Gedeon hatte den Holocaust als "gewisse Schandtaten" bagatellisiert und Holocaust-Leugner als "Dissidenten" bezeichnet und so mit Menschen verglichen, die für ihr politisches Engagement in autoritären Regimes verfolgt werden.

 

Meuthen sagte, inzwischen hätten zwei von der AfD beauftragte wissenschaftliche Gutachten ergeben, dass Gedeons Äußerungen als antisemitisch zu werten seien. Daher sei er optimistisch gewesen, dass die Zwei-Drittel-Mehrheit für einen Ausschluss in der Fraktion nun zustande komme. Das sei zu seiner Verblüffung nicht der Fall gewesen, aber zu respektieren. Diejenigen, die für den Ausschluss Gedeons waren, hätten daraufhin beschlossen, die Fraktion zu verlassen. Antisemitismus könne und dürfe keinen Platz in der AfD haben.

 

Welche Abgeordneten im Landtag in Zukunft als Gruppierung auftreten würden und welche als AfD-Fraktion – die abtrünnigen oder die verbliebenen – sei im Moment noch unklar. Meuthen hatte gesagt, die Tür für die verbliebenen zehn Abgeordneten bleibe offen. Die Aufspaltung sei unerfreulich, aber ein Bereinigungsprozess, der nicht unüblich für eine junge Partei sei, sagte Meuthen. Er vergleiche die AfD gern mit den Grünen in den 1980er Jahren. Auch damals habe es Häutungsprozesse gegeben, und diese müssten auch sein.
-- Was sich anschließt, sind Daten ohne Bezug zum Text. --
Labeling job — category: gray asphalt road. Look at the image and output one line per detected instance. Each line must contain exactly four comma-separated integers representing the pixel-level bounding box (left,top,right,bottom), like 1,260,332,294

Politiker aller Bundestagsparteien gaben sich wenig überrascht von der Aufspaltung. CDU-Generalsekretär Peter Tauber twitterte: "die Geister, die er rief...". SPD-Fraktionschef Thomas Oppermann schrieb, "Rechtspopulisten demaskieren sich". Linken-Chef Bernd Riexinger warf Meuthen vor, Fahnenflucht zu begehen, übrig bleibe "ein brauner Haufen Elend".